I feel that seismic deflection is far less predictable than a steady wind pressure due to the amplification factor Ft, and the possibility of 2nd and third order deflection patterns. Hence their inclusion of the 1.6 factor for seismic, and not for wind.

Mike McCann
MMC Engineering
Motto: KISS
Motivation: Don't ask
 
I would use the wind factor. That said, I would try to use ASCE's method 2, which assigns a windward pressure to your windward building, and a leeward pressure to your leeward building. As I read 6.1.3, the expansion joint needs to accommodate algebraic sum of the effects of the two pressures, in this case the difference in deflection between the two buildings.
 
miecz,

That could be a very wide expansion joint. Why not provide enough room for expansion, then link the two buildings together with shock absorbers between? I've never done it, but it seems like a possibility.

BA
 
miecz-

Wouldn't that be the algabraic difference? We would assume they drift in the same direction at the same time, right?

I did consider windward on one only and leeward only on the other.
 
We would assume they drift in the same direction at the same time, right?
This is not always true.
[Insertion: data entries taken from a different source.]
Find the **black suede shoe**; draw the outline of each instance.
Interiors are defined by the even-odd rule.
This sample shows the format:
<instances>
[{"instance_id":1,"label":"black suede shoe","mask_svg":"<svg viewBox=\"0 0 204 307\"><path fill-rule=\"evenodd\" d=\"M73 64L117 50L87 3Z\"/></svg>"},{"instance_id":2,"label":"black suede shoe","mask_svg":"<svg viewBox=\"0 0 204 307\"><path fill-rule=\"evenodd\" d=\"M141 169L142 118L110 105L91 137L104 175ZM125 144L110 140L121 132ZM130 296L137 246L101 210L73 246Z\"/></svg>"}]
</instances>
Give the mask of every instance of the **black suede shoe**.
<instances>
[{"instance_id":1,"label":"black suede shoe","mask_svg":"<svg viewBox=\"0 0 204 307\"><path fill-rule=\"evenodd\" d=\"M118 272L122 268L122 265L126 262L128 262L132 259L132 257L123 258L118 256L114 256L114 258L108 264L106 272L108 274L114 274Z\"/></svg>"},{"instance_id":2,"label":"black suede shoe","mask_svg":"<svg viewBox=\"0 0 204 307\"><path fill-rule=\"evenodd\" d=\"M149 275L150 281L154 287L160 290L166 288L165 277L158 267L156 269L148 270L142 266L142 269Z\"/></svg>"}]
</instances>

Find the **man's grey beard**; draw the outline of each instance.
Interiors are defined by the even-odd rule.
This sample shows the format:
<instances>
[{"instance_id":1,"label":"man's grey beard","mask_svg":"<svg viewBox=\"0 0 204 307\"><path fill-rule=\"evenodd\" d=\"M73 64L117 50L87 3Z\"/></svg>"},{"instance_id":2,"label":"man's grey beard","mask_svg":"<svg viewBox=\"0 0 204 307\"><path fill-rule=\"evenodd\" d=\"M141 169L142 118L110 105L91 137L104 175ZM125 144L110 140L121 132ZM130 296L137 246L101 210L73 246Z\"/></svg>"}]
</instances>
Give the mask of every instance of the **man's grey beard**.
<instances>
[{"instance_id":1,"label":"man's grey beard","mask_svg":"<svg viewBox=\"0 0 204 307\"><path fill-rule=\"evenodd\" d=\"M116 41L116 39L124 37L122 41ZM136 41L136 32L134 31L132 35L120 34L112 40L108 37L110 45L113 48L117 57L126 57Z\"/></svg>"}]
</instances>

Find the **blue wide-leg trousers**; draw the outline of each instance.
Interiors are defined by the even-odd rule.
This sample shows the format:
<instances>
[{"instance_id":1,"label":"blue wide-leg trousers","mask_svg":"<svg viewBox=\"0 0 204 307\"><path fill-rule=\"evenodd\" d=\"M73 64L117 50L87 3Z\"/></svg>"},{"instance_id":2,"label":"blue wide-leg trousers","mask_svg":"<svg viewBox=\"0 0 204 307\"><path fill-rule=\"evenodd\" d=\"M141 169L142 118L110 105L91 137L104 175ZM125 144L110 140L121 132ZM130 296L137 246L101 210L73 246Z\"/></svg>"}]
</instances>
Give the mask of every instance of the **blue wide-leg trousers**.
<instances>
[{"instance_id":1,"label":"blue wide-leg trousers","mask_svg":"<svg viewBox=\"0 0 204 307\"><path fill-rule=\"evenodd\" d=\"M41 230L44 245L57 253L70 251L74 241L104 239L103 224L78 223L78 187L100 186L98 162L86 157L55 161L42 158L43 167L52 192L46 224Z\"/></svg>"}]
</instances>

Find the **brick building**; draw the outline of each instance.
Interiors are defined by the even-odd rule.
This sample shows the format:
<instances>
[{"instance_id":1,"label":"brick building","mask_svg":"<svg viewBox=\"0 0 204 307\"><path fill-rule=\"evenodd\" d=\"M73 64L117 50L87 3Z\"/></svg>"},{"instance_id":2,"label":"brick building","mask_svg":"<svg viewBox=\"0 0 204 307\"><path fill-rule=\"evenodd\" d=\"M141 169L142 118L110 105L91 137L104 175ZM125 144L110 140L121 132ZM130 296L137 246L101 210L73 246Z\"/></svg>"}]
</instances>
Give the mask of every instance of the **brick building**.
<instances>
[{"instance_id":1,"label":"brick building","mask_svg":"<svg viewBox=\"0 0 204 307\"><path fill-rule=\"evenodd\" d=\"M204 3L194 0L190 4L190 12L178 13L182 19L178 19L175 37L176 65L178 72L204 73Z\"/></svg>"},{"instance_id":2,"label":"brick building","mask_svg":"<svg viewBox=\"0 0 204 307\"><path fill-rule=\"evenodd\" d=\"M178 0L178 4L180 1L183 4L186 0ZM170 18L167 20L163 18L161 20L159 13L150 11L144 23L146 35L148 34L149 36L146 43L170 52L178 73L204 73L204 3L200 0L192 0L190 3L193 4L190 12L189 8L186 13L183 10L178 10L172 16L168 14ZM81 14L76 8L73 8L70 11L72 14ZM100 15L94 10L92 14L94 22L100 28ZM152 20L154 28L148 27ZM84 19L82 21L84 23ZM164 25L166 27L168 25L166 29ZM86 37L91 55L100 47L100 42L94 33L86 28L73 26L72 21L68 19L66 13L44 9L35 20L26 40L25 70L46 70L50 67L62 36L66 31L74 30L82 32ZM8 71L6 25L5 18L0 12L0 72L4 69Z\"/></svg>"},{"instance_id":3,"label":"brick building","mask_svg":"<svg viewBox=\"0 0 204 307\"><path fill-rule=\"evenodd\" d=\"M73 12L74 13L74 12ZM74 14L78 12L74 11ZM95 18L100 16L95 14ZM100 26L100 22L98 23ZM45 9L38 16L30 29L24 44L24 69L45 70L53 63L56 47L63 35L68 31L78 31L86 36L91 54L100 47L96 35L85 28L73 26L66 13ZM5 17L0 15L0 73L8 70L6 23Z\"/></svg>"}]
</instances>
For a wind blowing parallel to the expansion joint, the buildings will each experience a side wall pressure that will pull the buildings apart from one another.

However, the wind pressures associated with this might be less than the head-on wind, but nevertheless needs to be checked.

 
BARetired-

I haven't sized a joint by this method, as my recent work has been in bridges. I'm simply giving my read of the code. It seems odd that the code would call for this calculation to be done at strength level loads, but that's what it says.

StructuralEIT-

Yes, for wind perpendicular to the joint, the joint would see the difference in the calculated deflections. Sorry if I insulted you by implying that you missed that.

Slickdeals-

As the wind parallel to the joint tends to pull the buildings apart, it wouldn't cause them to "whack into each other", but as you say, would figure into the design of the joint.